Most guides to writing a video brief tell you what sections to include. What they rarely show is what a strong brief actually looks like when those sections are filled in well. The difference between a brief that moves production forward and one that generates questions and false starts is almost always a matter of specificity. These examples illustrate that difference across three common video types.

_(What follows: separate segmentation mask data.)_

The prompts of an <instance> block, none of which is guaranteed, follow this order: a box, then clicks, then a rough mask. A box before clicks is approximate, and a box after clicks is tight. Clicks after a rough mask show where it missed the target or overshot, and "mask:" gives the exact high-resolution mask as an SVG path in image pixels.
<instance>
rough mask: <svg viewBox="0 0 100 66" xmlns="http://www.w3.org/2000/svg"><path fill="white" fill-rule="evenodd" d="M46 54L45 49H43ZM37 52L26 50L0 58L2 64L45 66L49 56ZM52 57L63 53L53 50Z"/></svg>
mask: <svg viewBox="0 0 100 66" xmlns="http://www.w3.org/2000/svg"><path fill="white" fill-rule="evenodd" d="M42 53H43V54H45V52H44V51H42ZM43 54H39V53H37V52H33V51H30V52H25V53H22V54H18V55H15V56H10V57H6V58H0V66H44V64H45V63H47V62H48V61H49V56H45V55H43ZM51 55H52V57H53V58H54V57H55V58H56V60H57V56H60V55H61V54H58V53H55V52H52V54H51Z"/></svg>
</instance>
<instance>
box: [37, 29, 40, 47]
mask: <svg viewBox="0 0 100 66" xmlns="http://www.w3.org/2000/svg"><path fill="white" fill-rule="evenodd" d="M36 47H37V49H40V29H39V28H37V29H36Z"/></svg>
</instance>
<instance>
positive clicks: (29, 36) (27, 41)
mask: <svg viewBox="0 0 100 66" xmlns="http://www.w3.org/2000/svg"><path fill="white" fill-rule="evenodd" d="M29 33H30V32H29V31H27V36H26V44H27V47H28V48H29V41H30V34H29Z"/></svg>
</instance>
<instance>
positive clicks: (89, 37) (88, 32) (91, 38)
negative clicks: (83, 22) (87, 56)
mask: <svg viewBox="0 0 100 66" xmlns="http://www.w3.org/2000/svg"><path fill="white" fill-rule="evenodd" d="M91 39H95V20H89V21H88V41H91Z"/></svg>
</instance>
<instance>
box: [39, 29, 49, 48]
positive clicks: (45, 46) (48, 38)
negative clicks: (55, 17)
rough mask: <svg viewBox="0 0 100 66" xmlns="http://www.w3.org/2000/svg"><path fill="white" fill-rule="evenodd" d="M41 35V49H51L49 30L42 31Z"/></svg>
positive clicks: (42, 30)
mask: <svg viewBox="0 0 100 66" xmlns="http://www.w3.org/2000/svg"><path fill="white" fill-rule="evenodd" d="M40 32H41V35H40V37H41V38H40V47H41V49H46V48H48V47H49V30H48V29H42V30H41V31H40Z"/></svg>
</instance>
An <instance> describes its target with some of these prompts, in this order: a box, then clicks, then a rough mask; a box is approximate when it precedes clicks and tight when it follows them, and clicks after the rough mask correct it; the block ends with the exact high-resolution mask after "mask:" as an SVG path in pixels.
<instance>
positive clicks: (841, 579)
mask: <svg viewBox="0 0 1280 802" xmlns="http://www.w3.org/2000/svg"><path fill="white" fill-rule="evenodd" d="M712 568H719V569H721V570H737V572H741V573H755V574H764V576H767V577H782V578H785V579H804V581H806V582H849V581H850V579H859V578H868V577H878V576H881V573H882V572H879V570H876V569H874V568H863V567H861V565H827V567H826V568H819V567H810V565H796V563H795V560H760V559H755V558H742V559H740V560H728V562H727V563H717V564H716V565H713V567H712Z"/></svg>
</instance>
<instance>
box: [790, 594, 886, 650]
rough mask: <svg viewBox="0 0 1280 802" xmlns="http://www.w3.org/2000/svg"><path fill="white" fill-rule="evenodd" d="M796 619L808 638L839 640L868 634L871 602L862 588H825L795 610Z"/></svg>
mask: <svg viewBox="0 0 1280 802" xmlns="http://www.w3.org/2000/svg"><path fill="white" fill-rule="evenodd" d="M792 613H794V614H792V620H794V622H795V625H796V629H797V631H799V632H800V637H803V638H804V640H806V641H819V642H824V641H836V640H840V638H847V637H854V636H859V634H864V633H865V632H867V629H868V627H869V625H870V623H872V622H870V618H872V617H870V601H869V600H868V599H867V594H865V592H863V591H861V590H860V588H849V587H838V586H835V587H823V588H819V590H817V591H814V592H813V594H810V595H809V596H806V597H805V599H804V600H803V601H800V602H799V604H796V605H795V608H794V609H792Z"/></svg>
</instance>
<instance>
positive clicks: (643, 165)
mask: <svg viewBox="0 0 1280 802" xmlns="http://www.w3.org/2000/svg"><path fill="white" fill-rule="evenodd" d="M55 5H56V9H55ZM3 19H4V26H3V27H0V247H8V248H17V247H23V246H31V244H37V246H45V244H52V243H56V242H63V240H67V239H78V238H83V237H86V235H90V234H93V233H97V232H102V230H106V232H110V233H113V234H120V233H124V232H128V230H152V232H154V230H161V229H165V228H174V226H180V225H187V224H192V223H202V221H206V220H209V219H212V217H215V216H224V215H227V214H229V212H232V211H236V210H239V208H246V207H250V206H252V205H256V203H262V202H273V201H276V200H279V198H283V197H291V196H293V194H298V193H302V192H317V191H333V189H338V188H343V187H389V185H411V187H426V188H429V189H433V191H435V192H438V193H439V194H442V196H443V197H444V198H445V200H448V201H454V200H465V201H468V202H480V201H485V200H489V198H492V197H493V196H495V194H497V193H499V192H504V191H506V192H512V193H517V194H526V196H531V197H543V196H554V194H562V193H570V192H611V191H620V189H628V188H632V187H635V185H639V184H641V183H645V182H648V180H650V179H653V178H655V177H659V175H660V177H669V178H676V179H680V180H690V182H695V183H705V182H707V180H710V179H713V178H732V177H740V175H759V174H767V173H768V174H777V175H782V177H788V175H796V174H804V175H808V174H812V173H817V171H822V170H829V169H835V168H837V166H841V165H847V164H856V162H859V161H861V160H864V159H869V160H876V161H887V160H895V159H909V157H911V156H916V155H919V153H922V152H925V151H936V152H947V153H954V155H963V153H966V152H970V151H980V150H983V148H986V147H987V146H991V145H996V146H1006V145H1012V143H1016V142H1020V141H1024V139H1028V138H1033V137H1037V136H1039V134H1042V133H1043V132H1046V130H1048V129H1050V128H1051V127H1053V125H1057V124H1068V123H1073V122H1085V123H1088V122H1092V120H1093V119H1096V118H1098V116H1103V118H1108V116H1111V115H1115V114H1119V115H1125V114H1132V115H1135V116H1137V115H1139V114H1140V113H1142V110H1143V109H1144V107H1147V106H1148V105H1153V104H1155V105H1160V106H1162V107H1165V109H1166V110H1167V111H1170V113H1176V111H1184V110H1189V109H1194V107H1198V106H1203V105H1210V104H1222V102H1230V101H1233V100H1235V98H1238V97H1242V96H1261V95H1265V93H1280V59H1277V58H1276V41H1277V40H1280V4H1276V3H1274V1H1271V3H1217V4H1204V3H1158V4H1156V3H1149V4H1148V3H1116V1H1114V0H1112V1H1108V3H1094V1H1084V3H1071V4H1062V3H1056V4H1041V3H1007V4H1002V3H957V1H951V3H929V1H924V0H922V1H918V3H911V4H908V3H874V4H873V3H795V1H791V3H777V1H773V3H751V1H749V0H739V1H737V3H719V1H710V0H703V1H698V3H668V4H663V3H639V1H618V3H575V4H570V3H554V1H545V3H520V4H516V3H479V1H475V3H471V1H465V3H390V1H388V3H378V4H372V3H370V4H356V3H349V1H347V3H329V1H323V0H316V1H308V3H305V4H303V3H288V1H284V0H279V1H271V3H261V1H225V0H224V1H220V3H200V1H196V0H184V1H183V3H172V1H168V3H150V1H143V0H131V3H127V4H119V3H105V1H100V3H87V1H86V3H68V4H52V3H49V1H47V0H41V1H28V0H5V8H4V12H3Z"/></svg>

Example 1: Product explainer video
Weak: 'We need a video explaining our software to potential customers.' Strong: 'We need a 90-second animated explainer for our project management platform targeting operations managers at professional services firms with 50-250 employees. The audience currently manages projects in spreadsheets and email; they are aware of project management software but sceptical that it will be adopted by their teams. The video should show, not tell — demonstrate the time saved on a specific workflow rather than listing features. Tone: calm, credible, practical. Style reference: Notion's 2023 explainer — we like the minimal animation and the focus on real work.' A brief like this gives the production team enough to make every creative decision without needing further clarification.
Example 2: Brand film
Weak: 'A company culture video that shows who we are.' Strong: 'A 2-3 minute brand film for use on our careers page and LinkedIn, targeting experienced software engineers considering a career change to a fintech start-up. We want to counter the perception that start-ups sacrifice quality for speed. The film should focus on two or three real team members and the specific problems they work on — not staged office life. Tone: authentic, technically credible, unhurried. References: Stripe's engineering blog videos; the Figma team documentary on YouTube. Explicitly avoid: buzzwords, drone footage, stock music, or anyone saying the word 'passionate'.' The explicit exclusions in this brief alone save hours of misaligned ideation.
What distinguishes a strong brief from a weak one
In every strong client video brief example, specificity appears in three places: the audience description (who they are and what they currently believe), the tone guidance (references and explicit exclusions), and the deliverables (exact versions, formats, and platforms). Vague briefs require production teams to fill the gaps with assumptions. Strong briefs give the team permission to make decisions confidently. The client video brief template is designed to surface this level of specificity from even the least experienced clients.
Using examples with clients to improve brief quality
Sharing a video project brief template with examples already filled in is one of the most effective ways to raise the quality of briefs you receive. When clients see what a strong answer looks like — including the level of detail expected in a tone reference or audience description — they tend to meet that standard. Abstract instructions rarely work; concrete examples almost always do. Include one strong example brief in your onboarding materials and reference it when clients are filling out their own.
“The explicit exclusions in a brief alone save hours of misaligned ideation — knowing what a client does not want is often more valuable than knowing what they do.”
What makes a brief strong vs. weak — by section
- Objective — weak: 'explain our product'; strong: 'show a specific workflow and the time saved'
- Audience — weak: 'B2B professionals'; strong: 'operations managers sceptical that software will be adopted'
- Tone — weak: 'professional and modern'; strong: named reference videos with specific notes on what works
- Deliverables — weak: 'a video'; strong: exact duration, platform, aspect ratios, and all required versions
- Exclusions — weak: absent; strong: explicit list of what must not appear
Frequently asked questions
Can you share example video production briefs?
Strong examples are more useful than template structure alone. Look for briefs that include an audience description specific enough to make creative decisions from, tone references with notes on what specifically works, explicit exclusions, and exact deliverable specifications. Both examples in this post follow that structure and can be adapted for your own projects.
What is the most common mistake in a video production brief?
Vague tone guidance. Most briefs include a tone description — 'professional', 'friendly', 'premium' — without the reference examples that give these words meaning. One production team's 'premium' is another's 'corporate'. Named reference videos with specific notes on what works remove this ambiguity entirely.
Should you include a budget in the video brief?
Yes. A budget range — even a broad one — allows the production company to propose an approach that is genuinely achievable rather than an ideal that requires significant descoping. Briefs without budget guidance produce proposals that miss the mark and require multiple rounds of renegotiation.
How specific does a target audience description need to be?
Specific enough to make a creative decision from. 'B2B professionals' is not specific enough. 'Operations managers at professional services firms who currently manage projects in spreadsheets and are sceptical about software adoption' is. The test: could a copywriter write a headline based on this description without asking a follow-up question?